TV comedy series Blackadder captivated audiences around the world during the 1980s with its blend of slapstick and sharp-witted historical comedy — laced with frills of poignancy.
Now South Otago Theatrical Society is bringing the show’s third series to life with a production of the stage version of the Regency-set palace romp.
Director Selena Aitken-Boyle said the show, written by Richard Curtis and Ben Elton, promised to be a raucous night out packed with classic bad-taste gags and laughter aplenty.
‘‘We’ve got an amazing group of actors attracted by the quality of the writing and humour in this play, and who are doing it full justice.

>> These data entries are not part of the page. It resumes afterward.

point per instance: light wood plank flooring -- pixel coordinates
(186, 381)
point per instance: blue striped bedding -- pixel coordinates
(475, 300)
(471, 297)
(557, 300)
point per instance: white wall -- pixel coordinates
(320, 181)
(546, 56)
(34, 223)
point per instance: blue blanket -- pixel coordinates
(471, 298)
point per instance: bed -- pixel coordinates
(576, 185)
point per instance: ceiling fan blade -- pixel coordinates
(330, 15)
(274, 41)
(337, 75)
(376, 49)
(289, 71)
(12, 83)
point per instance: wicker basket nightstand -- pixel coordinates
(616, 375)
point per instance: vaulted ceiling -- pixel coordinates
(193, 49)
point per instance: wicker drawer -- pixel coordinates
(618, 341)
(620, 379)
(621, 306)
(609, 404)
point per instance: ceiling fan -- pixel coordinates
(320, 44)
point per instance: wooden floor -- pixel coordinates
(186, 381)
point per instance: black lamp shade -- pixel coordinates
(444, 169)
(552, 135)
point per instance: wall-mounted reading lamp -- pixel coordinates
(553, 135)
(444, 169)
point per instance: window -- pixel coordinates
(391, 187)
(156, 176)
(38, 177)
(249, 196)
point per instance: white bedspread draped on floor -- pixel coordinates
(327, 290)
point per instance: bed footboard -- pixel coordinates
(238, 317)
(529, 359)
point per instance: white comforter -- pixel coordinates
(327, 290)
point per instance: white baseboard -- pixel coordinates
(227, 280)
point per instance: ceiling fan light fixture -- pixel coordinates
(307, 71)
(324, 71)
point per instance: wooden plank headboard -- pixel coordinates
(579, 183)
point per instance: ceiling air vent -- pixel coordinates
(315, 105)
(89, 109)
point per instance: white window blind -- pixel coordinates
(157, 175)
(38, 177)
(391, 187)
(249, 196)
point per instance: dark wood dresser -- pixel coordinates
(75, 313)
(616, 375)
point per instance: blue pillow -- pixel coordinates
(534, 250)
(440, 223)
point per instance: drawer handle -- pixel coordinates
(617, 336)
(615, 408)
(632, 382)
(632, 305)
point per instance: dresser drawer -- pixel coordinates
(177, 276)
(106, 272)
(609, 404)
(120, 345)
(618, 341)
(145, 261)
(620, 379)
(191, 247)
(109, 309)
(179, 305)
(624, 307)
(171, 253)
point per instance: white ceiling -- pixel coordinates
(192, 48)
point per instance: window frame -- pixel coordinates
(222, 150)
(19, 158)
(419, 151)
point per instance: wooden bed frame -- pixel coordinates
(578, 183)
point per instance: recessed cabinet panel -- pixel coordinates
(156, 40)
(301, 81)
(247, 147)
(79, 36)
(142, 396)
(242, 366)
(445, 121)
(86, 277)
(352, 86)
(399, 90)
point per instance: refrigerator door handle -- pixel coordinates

‘‘As always, we’re backed by our unrivalled wardrobe and backstage team, so we’re looking forward to truly putting on a show to remember.’’
It will run from November 18-26.
She said the society had previously staged Blackadder II, which had enjoyed a sell-out run.
‘‘Interest is high again, as everyone knows Blackadder and what it delivers for a great night out, so we’d encourage people to get in before it’s too late.’’
Blackadder the Third is set during the Georgian period, and sees lead character Edmund Blackadder serve as butler to the Prince Regent.
As always, the wily Blackadder, played by Nick Brook, is accompanied in his misadventures by perennial sidekick and dogsbody Baldrick, brought to life by Fraser McAtamney.
Warwick Taylor provides madcap humour as the outrageous and frequently unhinged Prince Regent, George.
Brook said he was just 13 when the original series came out, which he remembered fondly.
‘‘I think for those of our generation, there’s a little of Blackadder in all of us.
‘‘We still love it because of the licence he has to say what he really feels, and make us laugh at the same time,’’ he said.
‘‘There have been a lot of lines to learn, stuffed with simile and innuendo, but any actor would be delighted to land the role of Blackadder.
‘‘You might say I’m as happy as a squirrel, with plenty of nuts in his sack.’’
Evening performances at 7.30pm on November 18, 19, 24, 25 and 26 are accompanied by dessert. Tickets $40, and $35 concession.
A single matinee performance will also be staged, at 2.30pm on November 20, at $30/$25.